Portraits of some great (and too little-known) women from Tanzania

On the occasion of International Women’s Day, discover some Tanzanian women who have marked the history of their country.

Do you know Sofia Kawawa (1936-1998)?

Sofia Kawawa, a member of the Tanganyika African National Union (Tanu), is one of the first women to fight for the country’s independence. But her deepest fight will concern the emancipation of Tanzanian women. Throughout her life, she fought for women to hold leadership positions in their community.

She was instrumental in planting the seeds of gender equality even before the country’s independence in 1961. Her contribution to Tanzanian independence, gender equality and the emancipation of Tanzanian women has played a major role in the development of the country.

She founded the Tanzania Women’s Union (UWT) and will be its second president, between 1980 and 1990. Famous for her courage, she is, for the Tanzanians, at the origin of great advances for young and old women in her country (maternity leave, contraception, university scholarships …).

Do you know Fatma Karume?

Born in 1969, the granddaughter of the first revolutionary president of Zanzibar is above all a great lawyer! After studying law in France and then in England, she returned to Tanzania in 1994 to defend the rights of her compatriots. Very involved in labor law, in 2018 she launched a movement on Twitter advocating for freedom of expression.

She does not have her tongue in her pocket and stands up to the most powerful representatives of her country, pleading for women, homosexuals and for all the victims of a patriarchal culture that is eating away at the political system of Tanzania. She was disbarred from her country’s bar in 2020 after challenging a presidential decision. Her activism on social, political and legal issues makes her a much-loved activist icon.

Do you know Maria Sarungi-Tsehai?

A multifaceted Tanzanian activist, journalist and communication expert, she has participated in the production of films and even has her own television channel in Tanzania! She is a committed businesswoman. Very active on social networks, she makes it a point of honor to relay certain articles from the international press and texts of laws to make Tanzanians aware of various societal issues. With her hashtag #ChangeTanzania, she supports positive change in the country, especially on political issues.

She is also passionate about fashion and wants to help young women to emancipate themselves and achieve their dreams in this industry. Director of Miss Universe Tanzania, she is committed to the fight for the education of young girls in her country and against the discrimination they face.

Do you know Princess Sayyida Salme (1844-1924)?

Born when Zanzibar was an Arab slave-producing sultanate and ivory producer, she is the daughter of the sultan and one of his concubines, in reality a slave from the Caucasus. His brother Majid granted him exceptional freedom for the time. Breaking with Muslim and royal traditions, she learned to ride a horse, to read, to write, and to shoot a rifle.

At 22, she fell in love with a German merchant and, risking stoning for having defied a religious and social prohibition, she fled with him, pregnant, to Aden, in Yemen. She then becomes Emily Ruete and converts to Christianity just before their wedding. Together, they reach Hamburg where she lives peacefully – but in the absence of her native land – until the accidental death of her husband. She finds herself a widow with three children, and faces isolation and precariousness, while the German government refuses to recognize her rights to the succession of her husband and her other brother, Bargash, who became sultan on the death of Majid, deprives her of her inheritance. She will return only once to Zanzibar for a diplomatic mission, at the request of the Chancellor of the German Empire.

Rebellious, determined and avant-garde, Sayyida Salme is a model of bravery. his autobiography, Memoirs of an Arabian Princess, is a valuable testimony to the intimacy of the sultan’s palace, slavery, colonialism, and the uprooting she experienced in Europe. She rebels in particular against the dominant European discourse, which tends to consider Africa and the Arab world as primitive societies.
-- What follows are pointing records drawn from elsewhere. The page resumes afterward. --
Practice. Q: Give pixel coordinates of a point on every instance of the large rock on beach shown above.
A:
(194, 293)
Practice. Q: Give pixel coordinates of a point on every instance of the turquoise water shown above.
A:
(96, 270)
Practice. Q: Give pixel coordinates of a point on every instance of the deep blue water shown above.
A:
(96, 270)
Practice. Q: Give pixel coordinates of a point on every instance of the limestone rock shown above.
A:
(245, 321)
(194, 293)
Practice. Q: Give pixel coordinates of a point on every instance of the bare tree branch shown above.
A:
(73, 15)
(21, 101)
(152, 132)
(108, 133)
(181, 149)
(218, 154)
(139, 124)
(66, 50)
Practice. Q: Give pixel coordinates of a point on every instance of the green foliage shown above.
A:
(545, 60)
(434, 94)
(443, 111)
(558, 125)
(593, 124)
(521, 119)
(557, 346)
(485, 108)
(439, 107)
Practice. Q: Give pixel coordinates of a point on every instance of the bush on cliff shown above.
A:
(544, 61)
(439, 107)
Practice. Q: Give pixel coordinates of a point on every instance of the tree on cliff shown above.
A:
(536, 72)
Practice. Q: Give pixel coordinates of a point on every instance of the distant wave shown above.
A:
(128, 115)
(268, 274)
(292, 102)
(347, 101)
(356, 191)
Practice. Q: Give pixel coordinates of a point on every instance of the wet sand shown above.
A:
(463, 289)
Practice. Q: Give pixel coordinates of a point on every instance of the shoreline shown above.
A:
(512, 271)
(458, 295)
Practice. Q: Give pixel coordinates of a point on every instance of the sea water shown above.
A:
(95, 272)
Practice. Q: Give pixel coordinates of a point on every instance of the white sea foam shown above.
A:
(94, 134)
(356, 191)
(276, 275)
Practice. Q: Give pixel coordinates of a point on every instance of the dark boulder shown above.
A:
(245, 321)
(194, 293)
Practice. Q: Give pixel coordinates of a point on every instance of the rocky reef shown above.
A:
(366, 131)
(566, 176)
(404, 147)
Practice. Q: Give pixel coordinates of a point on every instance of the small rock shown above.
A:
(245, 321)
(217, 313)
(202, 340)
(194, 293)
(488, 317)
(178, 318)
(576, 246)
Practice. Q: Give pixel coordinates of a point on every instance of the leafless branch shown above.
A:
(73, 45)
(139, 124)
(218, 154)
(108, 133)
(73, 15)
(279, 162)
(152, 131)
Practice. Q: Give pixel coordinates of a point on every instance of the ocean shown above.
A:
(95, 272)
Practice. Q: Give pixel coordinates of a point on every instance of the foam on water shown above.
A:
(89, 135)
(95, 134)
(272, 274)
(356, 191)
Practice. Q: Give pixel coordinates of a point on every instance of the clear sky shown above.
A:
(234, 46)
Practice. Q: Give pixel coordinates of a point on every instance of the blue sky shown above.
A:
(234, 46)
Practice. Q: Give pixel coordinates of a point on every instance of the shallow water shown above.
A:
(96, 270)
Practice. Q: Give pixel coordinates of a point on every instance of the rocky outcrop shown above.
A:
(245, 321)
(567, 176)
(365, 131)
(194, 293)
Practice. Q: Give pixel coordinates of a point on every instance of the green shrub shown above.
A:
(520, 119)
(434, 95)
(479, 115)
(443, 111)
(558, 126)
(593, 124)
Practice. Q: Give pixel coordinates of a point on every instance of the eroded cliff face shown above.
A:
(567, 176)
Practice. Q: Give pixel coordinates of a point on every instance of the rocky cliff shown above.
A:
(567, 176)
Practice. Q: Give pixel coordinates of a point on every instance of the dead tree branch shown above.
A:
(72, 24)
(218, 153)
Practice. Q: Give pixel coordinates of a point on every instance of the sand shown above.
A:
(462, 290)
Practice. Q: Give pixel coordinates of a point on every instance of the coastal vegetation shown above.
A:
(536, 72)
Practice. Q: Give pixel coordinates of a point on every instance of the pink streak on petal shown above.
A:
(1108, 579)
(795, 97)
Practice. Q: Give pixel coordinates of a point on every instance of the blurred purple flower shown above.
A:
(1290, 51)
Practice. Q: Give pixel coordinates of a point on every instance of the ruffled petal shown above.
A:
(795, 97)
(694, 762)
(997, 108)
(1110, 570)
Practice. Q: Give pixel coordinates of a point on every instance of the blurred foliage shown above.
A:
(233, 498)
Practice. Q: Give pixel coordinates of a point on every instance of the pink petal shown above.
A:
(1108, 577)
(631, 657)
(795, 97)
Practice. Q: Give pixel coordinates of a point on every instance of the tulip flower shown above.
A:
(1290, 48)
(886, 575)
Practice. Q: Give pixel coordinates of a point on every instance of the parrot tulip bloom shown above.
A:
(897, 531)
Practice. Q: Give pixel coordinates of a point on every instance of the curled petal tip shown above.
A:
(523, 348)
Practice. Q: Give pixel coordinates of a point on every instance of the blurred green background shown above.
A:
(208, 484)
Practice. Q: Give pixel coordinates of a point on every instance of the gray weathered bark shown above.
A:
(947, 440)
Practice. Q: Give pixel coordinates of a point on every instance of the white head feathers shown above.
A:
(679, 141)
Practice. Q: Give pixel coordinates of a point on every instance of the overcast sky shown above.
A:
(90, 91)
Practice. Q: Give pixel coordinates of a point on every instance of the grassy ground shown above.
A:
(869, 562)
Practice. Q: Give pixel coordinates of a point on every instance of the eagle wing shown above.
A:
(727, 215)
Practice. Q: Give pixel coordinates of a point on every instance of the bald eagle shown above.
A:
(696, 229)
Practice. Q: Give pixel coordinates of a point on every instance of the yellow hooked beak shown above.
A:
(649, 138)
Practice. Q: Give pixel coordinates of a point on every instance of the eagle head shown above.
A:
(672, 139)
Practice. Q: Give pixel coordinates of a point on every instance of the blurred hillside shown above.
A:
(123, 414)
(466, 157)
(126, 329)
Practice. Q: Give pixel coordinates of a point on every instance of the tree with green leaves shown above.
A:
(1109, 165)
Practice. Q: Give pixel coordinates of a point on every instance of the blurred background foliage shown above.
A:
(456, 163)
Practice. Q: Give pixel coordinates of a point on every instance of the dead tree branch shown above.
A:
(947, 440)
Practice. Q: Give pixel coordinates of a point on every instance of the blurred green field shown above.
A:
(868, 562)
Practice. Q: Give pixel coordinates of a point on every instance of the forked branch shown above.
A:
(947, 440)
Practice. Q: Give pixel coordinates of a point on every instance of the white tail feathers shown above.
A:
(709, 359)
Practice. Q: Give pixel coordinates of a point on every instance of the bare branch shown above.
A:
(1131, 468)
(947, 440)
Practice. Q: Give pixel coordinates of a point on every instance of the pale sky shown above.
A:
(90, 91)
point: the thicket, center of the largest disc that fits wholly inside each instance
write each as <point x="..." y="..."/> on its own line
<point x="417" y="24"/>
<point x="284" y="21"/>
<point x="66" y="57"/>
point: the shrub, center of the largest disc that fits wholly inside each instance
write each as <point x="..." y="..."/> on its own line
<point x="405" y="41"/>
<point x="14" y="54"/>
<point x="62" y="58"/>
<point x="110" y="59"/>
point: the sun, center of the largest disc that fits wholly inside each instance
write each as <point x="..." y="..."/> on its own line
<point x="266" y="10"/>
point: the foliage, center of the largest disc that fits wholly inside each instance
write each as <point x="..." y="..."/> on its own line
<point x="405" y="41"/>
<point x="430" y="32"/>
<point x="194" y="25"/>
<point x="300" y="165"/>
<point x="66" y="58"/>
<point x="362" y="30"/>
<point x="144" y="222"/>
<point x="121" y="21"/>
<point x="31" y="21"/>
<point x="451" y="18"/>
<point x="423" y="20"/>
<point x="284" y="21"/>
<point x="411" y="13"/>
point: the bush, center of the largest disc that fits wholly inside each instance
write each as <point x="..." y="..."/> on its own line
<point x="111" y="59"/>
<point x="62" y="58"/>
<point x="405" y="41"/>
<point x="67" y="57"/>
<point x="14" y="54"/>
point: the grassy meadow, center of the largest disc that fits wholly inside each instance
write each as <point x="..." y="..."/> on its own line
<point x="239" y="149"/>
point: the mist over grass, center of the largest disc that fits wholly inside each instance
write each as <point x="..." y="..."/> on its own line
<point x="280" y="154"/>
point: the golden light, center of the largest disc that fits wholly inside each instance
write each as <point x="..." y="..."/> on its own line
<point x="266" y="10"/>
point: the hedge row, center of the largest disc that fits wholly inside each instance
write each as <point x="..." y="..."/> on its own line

Do you know Bi Kidude (1910-2013), the queen of taarab ?

Bi Kidude is the stage name of Fatuma binti Baraka, singer of taarab (typical music of the East African coast, also known asastarabu). It was in her cousin’s boat, while waiting for the fish and listening to the sailors of the Arab ships anchored in Stone Town, Zanzibar, that she learned taarab. Married by force at 13, she fled to the continent, where she met Siti binti Saad, the mother of the taarab, and begins, under his protection, tours throughout East Africa. Kidude refuses to wear the veil on stage. She is a free woman, who throughout her life smokes and drinks beer, and who marries and divorces twice. Outstanding percussionist and legendary performer, she crosses the centuries with her music and whispers in our ears how precious our freedom is.

Author

Sophie Squillace

A nomadic expatriate for ten years, Sophie Squillace worked in adventure tourism in India and Mongolia before becoming a freelance writer. For several years, she has been riding a motorbike through the seasons and continents. She shares her little discoveries and her great wonders through writing, whether on the road or when she puts down her suitcases.